Manufacturing’s Wide World
When contemplating the future of how things are made, thinking—even dreaming—in big and bold ways is the key.
I made my second trip to Autodesk University last month.
I made my second trip to Autodesk University last month. Like my first visit to this annual user conference the year before, this latest event was an eye-opener. The theme was the future of how things are made. Once again, the experience led me to recalibrate my concepts of manufacturing.
With deep roots as a CAD software developer, Autodesk is increasingly focused on making things—the ultimate aim of most design intentions. Our notion of manufacturing—producing discrete parts on machine tools and related industrial equipment—is just one aspect of making things.
All kinds of people for all kinds of reasons can be involved in making things, and this software giant seeks to serve them.
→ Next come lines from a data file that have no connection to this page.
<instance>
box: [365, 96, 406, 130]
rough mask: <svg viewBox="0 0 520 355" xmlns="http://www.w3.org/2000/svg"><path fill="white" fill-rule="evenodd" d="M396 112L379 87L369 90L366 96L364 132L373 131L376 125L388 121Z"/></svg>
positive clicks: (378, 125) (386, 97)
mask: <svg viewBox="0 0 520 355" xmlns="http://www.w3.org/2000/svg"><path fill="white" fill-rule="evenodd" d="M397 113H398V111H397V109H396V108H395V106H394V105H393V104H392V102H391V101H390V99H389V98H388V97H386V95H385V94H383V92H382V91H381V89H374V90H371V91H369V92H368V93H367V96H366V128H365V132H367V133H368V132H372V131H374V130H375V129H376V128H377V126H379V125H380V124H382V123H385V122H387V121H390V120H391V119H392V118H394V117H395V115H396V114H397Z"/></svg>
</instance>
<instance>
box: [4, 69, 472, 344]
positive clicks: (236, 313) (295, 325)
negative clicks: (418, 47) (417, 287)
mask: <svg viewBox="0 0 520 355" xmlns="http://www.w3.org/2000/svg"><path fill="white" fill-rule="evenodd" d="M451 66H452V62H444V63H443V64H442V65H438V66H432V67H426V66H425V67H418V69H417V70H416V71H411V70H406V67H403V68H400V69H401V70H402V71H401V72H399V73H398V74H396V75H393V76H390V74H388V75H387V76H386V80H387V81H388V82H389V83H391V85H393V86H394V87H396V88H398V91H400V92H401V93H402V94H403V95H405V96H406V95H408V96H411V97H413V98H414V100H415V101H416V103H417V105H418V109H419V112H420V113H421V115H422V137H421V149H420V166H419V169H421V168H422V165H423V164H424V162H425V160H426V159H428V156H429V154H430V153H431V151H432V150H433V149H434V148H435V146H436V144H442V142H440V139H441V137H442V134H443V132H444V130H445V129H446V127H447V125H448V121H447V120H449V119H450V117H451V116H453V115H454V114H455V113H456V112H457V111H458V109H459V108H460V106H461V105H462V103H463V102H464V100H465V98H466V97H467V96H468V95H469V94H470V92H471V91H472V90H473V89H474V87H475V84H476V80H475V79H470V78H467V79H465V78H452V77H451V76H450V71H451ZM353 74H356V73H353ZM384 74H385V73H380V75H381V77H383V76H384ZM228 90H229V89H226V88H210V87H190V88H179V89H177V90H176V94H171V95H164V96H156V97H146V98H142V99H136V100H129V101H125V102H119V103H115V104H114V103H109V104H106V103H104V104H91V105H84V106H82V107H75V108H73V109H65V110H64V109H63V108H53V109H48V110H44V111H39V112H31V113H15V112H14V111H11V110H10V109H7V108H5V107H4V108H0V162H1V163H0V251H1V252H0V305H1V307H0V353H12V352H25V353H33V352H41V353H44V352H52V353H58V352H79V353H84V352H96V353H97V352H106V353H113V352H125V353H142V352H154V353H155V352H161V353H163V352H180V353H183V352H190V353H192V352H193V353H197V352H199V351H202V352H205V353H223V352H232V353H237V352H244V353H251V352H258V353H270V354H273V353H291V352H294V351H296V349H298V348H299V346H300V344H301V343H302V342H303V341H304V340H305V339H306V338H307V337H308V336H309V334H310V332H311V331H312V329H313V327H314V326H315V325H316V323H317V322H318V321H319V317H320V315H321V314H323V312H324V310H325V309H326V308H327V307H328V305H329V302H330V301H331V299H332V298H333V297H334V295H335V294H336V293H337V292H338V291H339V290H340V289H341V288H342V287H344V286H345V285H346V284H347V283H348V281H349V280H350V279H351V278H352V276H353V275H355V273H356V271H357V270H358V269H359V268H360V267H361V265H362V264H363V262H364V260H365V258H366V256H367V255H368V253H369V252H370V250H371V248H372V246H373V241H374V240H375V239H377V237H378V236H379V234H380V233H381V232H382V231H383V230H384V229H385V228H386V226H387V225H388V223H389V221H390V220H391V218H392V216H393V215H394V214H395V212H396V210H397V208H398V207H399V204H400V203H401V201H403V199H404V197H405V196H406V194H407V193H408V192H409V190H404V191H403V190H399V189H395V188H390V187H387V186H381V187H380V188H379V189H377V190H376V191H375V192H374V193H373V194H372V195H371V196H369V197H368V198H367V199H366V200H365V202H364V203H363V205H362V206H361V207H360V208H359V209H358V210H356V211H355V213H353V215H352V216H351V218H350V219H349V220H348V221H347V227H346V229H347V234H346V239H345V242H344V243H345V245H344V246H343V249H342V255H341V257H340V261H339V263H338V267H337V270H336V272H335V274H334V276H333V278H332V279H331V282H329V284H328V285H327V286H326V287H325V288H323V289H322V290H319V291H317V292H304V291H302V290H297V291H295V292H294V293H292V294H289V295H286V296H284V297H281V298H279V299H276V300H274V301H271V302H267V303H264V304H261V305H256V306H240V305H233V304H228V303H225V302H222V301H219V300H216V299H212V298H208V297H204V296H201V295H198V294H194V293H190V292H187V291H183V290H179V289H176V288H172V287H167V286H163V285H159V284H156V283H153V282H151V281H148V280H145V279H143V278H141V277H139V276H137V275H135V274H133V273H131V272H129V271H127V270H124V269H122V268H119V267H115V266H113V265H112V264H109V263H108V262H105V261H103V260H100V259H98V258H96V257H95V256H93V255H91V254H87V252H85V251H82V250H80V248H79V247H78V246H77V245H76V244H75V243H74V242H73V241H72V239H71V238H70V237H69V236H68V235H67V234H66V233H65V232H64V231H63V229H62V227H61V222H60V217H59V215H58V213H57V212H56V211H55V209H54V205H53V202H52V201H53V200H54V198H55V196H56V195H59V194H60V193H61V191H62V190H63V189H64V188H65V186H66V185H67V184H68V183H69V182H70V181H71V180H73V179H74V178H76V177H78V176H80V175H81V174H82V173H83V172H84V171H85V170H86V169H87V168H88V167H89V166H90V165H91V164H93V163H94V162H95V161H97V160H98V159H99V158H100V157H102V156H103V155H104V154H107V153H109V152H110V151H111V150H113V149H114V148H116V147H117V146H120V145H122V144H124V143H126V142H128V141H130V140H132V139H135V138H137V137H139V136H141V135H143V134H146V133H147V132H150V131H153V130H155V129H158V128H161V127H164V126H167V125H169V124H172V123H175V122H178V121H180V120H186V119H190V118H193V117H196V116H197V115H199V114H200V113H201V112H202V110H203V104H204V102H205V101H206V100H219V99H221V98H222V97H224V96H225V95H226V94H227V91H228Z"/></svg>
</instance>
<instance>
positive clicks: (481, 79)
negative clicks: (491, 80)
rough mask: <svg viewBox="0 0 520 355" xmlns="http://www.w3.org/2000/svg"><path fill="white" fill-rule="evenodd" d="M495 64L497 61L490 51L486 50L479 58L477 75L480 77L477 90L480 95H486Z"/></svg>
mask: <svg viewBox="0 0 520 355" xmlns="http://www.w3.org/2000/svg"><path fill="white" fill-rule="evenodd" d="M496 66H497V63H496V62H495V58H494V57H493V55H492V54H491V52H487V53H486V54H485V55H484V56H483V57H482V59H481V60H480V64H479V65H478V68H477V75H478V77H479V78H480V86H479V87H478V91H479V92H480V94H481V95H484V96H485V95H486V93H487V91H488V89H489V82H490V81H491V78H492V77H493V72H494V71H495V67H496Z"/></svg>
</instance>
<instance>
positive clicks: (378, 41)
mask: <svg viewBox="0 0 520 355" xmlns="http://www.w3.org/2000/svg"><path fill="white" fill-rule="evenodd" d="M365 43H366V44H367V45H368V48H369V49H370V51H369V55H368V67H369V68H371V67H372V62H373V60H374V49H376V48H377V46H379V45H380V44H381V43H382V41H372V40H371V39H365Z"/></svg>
This includes machine shops and production plants, for sure, but also inventors, artists, students, hobbyists, engineers, architects and other design professionals—anyone active in the digital world who has a producible thing in mind. Because the way things will be designed is changing radically, manufacturing will have to change radically as well.
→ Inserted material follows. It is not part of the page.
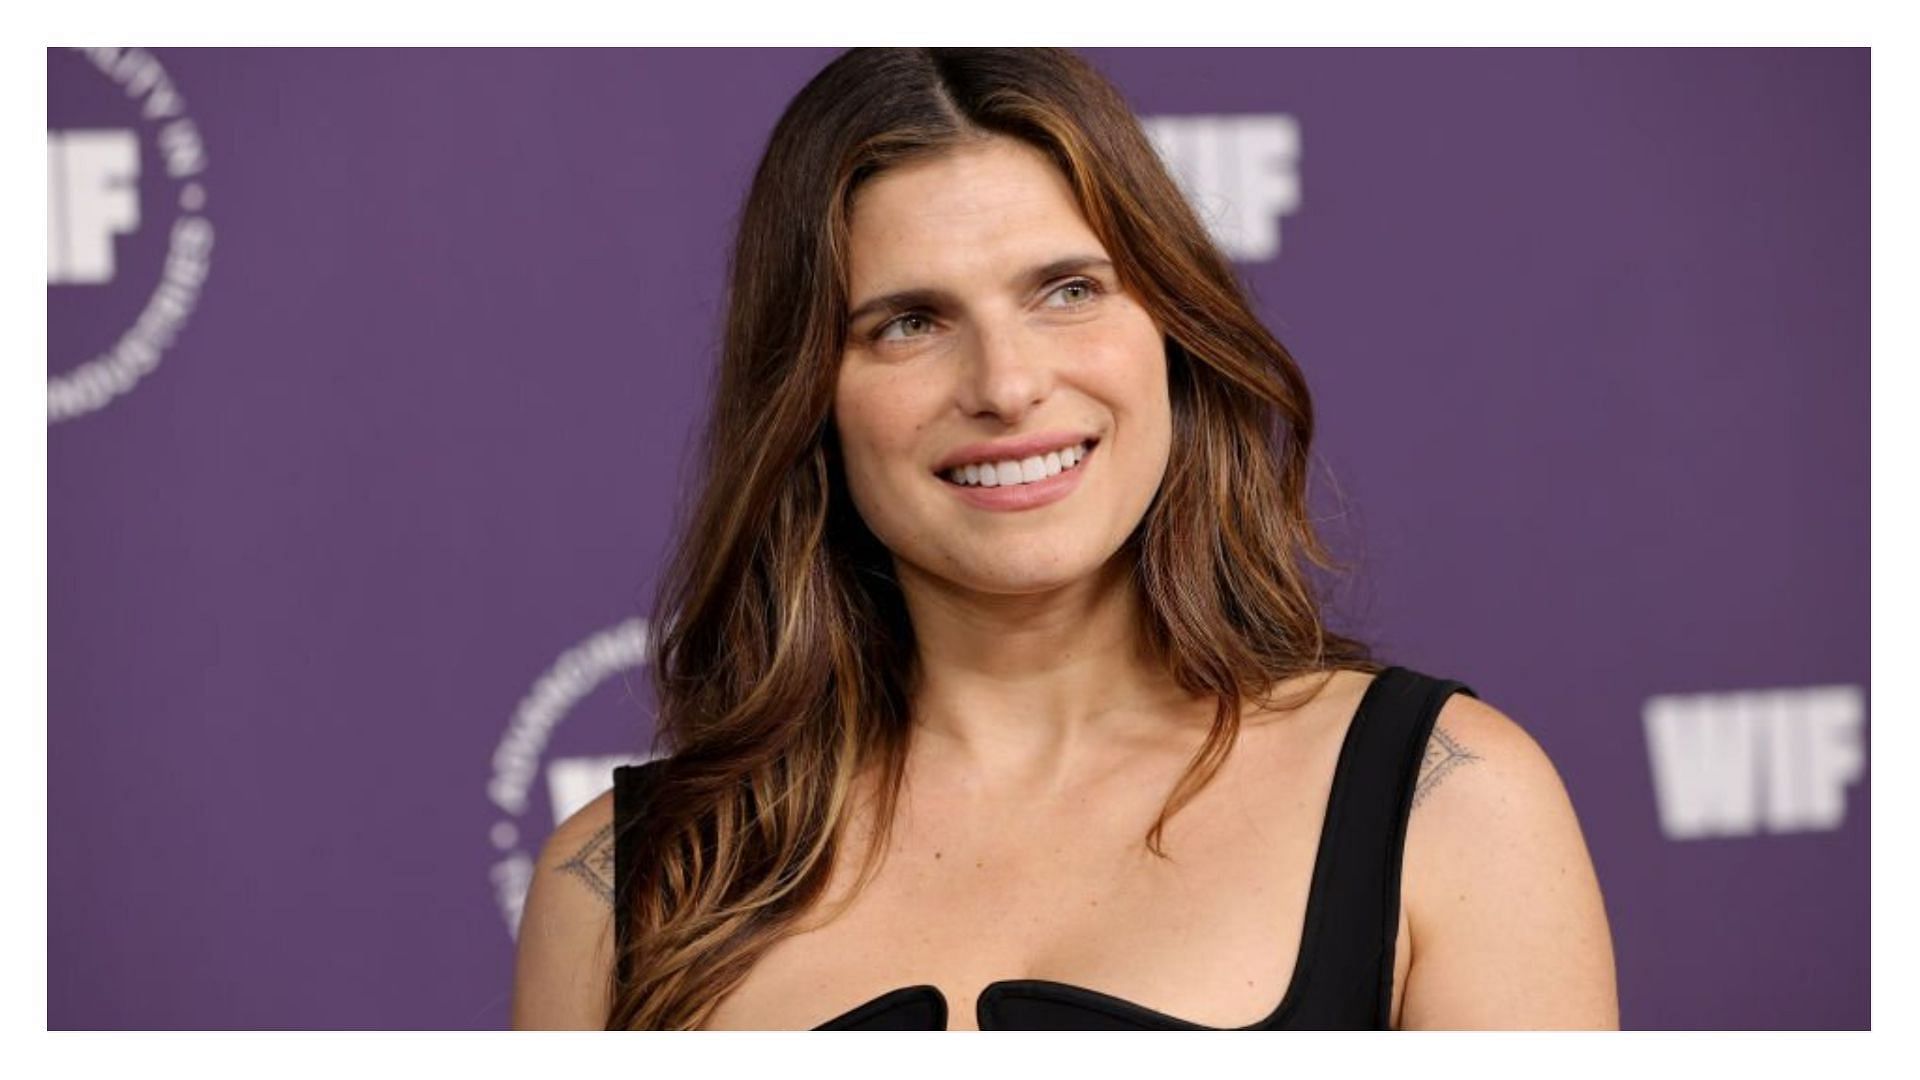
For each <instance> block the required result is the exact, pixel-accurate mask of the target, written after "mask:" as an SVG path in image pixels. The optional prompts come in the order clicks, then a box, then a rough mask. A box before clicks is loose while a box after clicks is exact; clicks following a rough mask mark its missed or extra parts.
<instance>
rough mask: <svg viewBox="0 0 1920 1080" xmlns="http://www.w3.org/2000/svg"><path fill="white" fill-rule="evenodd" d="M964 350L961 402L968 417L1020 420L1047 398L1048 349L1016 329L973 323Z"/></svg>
mask: <svg viewBox="0 0 1920 1080" xmlns="http://www.w3.org/2000/svg"><path fill="white" fill-rule="evenodd" d="M968 338H970V340H968V342H966V344H964V346H962V348H964V352H966V361H964V371H966V373H964V375H962V384H960V405H962V407H964V409H966V411H968V415H987V413H991V415H996V417H1000V419H1002V421H1008V423H1012V421H1018V419H1020V417H1021V415H1025V411H1027V409H1031V407H1033V405H1037V404H1041V402H1044V400H1046V394H1048V392H1050V390H1052V367H1050V361H1048V357H1046V350H1044V348H1043V346H1041V344H1039V342H1035V340H1033V338H1031V336H1023V334H1021V332H1020V331H1018V329H1014V327H998V325H985V323H975V327H973V329H972V332H970V334H968Z"/></svg>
Here are some of the most important developments that Autodesk sees deeply shaping the future of how things are made.
• Generative design. Autodesk envisions software tools whereby designers of new products will first designate the end-user value and the end-user experience. From there, algorithms will scan myriads of possible existing design options that are organized in intelligent taxonomies to suggest optimal designs as well as optimal manufacturing strategies. Design content (shape) will be linked with design context (purpose) in these immense classification systems. For this task, cloud-based structures will make almost unlimited data storage and unlimited computing power available to virtually anyone.
• Semblance to nature. The results of this collaborative, iterative and dynamic process will be designs that resemble the organic, evolutionary patterns found in nature. For example, the frame of a motorcycle designed in this way will be stronger, lighter and better than any current design, yet its components may look like branches, bones, spider webs and bird feathers. Many of these parts will be producible only by growing them with additive manufacturing processes.
• Life-like interaction. By design, devices will be increasingly capable of detecting, interacting and responding to other devices much the way living organisms do. This includes the potential to act collaboratively or modify themselves to fit a purpose. A new generation of connected sensors will make this possible.
• New tools of production. 3D printing and additive manufacturing will augment the design and production processes. Robots will do more shaping and building. People will be reintegrated into otherwise automated production lines to provide the flexibility, judgment and insight that leads to significant improvement.
In the new manufacturing ecosystem that is about to emerge, CNC machines will have a place because, as Carl Bass, Autodesk CEO, says, “CNC machines are poised to reinvent themselves.”